Preface: Explaining our market timing models
We maintain several market timing models, each with differing time horizons. The “Ultimate Market Timing Model” is a long-term market timing model based on the research outlined in our post, Building the ultimate market timing model. This model tends to generate only a handful of signals each decade.
The Trend Model is an asset allocation model which applies trend following principles based on the inputs of global stock and commodity price. This model has a shorter time horizon and tends to turn over about 4-6 times a year. In essence, it seeks to answer the question, “Is the trend in the global economy expansion (bullish) or contraction (bearish)?”
My inner trader uses the trading component of the Trend Model to look for changes in the direction of the main Trend Model signal. A bullish Trend Model signal that gets less bullish is a trading “sell” signal. Conversely, a bearish Trend Model signal that gets less bearish is a trading “buy” signal. The history of actual out-of-sample (not backtested) signals of the trading model are shown by the arrows in the chart below. The turnover rate of the trading model is high, and it has varied between 150% to 200% per month.
Subscribers receive real-time alerts of model changes, and a hypothetical trading record of the those email alerts are updated weekly here.
The latest signals of each model are as follows:
- Ultimate market timing model: Buy equities
- Trend Model signal: Bullish
- Trading model: Bullish
Update schedule: I generally update model readings on my site on weekends and tweet mid-week observations at @humblestudent. Subscribers receive real-time alerts of trading model changes, and a hypothetical trading record of the those email alerts is shown here.
Late cycle expansion = Inflationary revival
The missiles have flown, and the bombs dropped. Inflationary pressures are rising. Is this the time for gold to shine?
Notwithstanding the short-term effects of geopolitical tension, consider the longer term inflationary pressures, which are building not just in the US but globally. Ned Davis Research recently pointed out that roughly two-thirds of countries are growing above their long-term potential. Unless these countries can increase their potential through faster labor force or productivity growth, inflationary pressures begin to build, followed by central bank tightening. We could reach recessionary conditions in the next year or so.
This suggests that the economy is undergoing a late cycle expansion characterized by capacity constraints, which would lead to an inflationary revival. Gold prices are currently testing a key resistance level. Should it stage an upside breakout, who know how far they could go.
The macro bull case for gold is easy to make. Gold is an inflation hedge, and inflation momentum is rising.
J C Parets of All Star Charts highlighted a washout in the silver/gold ratio as an indicator of precious metal risk appetite. A rising silver/gold ratio would indicate that animal spirits have taken over the precious metal complex, which would be highly bullish.

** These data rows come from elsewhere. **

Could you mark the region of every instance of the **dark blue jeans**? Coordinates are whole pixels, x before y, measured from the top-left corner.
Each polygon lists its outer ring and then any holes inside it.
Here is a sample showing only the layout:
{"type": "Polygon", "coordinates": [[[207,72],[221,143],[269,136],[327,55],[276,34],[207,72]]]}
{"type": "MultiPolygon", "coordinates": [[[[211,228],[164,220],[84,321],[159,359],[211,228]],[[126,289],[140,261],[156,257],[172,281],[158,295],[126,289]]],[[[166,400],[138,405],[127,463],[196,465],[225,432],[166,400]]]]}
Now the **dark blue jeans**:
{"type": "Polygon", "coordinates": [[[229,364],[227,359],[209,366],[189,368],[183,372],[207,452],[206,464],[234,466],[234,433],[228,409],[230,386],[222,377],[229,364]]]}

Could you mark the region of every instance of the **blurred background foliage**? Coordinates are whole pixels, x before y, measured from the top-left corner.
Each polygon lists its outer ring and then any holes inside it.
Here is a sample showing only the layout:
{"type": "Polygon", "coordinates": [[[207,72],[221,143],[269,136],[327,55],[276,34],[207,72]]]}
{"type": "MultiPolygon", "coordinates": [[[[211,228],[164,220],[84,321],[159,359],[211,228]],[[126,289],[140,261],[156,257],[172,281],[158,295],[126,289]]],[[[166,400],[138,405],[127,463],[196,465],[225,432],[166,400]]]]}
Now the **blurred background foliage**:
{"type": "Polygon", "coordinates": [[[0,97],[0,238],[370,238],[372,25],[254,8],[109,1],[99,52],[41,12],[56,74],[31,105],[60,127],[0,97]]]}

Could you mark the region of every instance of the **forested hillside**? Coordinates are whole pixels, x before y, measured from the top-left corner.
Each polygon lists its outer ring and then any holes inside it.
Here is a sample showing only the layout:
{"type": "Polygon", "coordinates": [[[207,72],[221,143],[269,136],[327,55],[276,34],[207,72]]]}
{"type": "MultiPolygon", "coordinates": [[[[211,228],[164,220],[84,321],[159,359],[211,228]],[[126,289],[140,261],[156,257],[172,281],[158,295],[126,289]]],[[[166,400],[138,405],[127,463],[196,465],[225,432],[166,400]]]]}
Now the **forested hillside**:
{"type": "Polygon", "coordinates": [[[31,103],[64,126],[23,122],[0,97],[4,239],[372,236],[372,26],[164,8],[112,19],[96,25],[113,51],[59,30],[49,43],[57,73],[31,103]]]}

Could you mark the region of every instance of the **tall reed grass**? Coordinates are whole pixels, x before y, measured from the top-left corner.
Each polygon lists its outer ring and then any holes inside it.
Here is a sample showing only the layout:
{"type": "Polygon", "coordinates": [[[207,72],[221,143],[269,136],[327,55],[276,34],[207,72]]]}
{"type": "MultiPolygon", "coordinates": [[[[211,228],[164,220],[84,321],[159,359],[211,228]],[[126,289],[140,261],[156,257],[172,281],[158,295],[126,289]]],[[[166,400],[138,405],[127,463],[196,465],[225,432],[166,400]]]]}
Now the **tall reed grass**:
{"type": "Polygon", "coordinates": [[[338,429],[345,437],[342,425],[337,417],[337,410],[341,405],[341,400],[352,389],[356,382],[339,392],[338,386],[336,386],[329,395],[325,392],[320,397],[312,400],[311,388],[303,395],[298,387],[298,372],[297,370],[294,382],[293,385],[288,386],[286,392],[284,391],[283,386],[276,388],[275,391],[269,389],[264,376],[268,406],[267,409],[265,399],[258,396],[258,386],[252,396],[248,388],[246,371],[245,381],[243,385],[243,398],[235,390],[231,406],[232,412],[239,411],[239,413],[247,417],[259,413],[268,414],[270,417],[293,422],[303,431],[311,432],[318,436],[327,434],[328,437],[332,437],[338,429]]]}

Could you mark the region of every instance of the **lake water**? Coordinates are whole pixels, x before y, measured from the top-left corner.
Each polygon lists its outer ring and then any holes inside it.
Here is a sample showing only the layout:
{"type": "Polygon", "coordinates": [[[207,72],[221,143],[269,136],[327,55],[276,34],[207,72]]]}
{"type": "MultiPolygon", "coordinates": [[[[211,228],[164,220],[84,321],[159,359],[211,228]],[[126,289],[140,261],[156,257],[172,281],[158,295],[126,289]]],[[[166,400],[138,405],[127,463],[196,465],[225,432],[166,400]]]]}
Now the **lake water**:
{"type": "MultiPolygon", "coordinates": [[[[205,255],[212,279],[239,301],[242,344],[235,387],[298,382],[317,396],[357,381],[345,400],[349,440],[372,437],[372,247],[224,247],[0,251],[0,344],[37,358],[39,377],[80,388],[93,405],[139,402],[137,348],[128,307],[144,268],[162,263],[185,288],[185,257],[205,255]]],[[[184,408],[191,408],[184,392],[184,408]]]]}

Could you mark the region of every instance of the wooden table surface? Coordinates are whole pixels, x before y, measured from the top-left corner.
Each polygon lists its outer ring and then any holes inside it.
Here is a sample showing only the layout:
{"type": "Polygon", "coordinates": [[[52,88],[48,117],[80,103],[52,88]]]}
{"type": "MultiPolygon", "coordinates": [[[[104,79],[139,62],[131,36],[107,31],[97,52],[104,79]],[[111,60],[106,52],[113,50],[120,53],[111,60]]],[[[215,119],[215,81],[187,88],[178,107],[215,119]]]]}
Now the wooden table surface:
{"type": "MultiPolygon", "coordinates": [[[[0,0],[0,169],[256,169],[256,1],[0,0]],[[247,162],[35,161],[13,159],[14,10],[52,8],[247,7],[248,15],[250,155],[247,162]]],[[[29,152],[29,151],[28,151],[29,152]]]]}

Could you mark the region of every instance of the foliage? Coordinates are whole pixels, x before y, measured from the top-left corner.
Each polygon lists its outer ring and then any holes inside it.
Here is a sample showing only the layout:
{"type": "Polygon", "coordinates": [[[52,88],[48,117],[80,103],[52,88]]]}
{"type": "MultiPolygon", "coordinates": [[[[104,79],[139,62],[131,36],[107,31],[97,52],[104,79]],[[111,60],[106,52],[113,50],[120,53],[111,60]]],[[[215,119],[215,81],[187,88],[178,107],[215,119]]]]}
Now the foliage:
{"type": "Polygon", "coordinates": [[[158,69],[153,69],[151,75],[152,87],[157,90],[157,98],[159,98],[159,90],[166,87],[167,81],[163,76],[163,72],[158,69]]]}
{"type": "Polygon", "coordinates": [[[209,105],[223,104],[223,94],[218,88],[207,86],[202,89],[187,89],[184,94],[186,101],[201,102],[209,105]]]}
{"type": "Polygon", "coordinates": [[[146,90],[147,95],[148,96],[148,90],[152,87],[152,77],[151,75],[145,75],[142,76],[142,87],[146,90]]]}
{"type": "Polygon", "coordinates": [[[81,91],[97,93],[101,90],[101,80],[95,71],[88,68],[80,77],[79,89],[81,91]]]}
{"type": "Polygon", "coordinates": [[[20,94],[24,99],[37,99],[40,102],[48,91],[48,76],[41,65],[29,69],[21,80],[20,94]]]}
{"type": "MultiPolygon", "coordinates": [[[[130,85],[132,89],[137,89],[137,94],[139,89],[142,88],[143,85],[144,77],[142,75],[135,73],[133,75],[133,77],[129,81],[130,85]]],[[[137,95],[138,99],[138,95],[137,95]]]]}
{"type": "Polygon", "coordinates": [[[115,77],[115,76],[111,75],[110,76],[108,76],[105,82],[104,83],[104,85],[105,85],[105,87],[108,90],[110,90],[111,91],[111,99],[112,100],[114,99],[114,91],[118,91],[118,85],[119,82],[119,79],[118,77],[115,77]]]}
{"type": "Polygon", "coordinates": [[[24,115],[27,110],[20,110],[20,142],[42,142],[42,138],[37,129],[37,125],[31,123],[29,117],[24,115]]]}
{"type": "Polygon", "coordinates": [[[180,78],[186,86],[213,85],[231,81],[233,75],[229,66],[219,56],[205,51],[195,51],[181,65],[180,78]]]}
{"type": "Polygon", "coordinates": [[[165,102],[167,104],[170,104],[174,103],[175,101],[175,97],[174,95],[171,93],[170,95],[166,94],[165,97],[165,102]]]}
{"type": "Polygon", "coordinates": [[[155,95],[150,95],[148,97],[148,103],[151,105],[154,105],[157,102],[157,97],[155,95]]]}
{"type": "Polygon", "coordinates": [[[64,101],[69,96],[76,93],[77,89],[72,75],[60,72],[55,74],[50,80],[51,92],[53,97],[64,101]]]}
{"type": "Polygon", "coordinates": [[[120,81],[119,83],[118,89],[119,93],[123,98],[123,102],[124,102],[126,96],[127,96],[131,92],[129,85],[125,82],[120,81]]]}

Tiho Brkan pointed out that hedge funds are in a crowded short in silver futures, which is bullish for silver, and for gold by implication.
In short, sentiment models indicate that silver prices are poised for a powerful rally. The combination of rising geopolitical tensions, and possible strength in silver prices would be highly bullish for gold and other inflation hedges.
Does that mean that investors and traders should pile into precious metals in anticipation of a late cycle inflation surge? Not so fast! There are two sides to every story, and the bull case for gold may be too facile to be true.
The bull case for gold
The underlying fundamental case for gold rests on rising inflation. The New York Fed`s Underlying Inflation Gauge (UIG) shows a distinct upward acceleration with the March reading at 3.1%, which is well above the Fed`s 2% inflation target.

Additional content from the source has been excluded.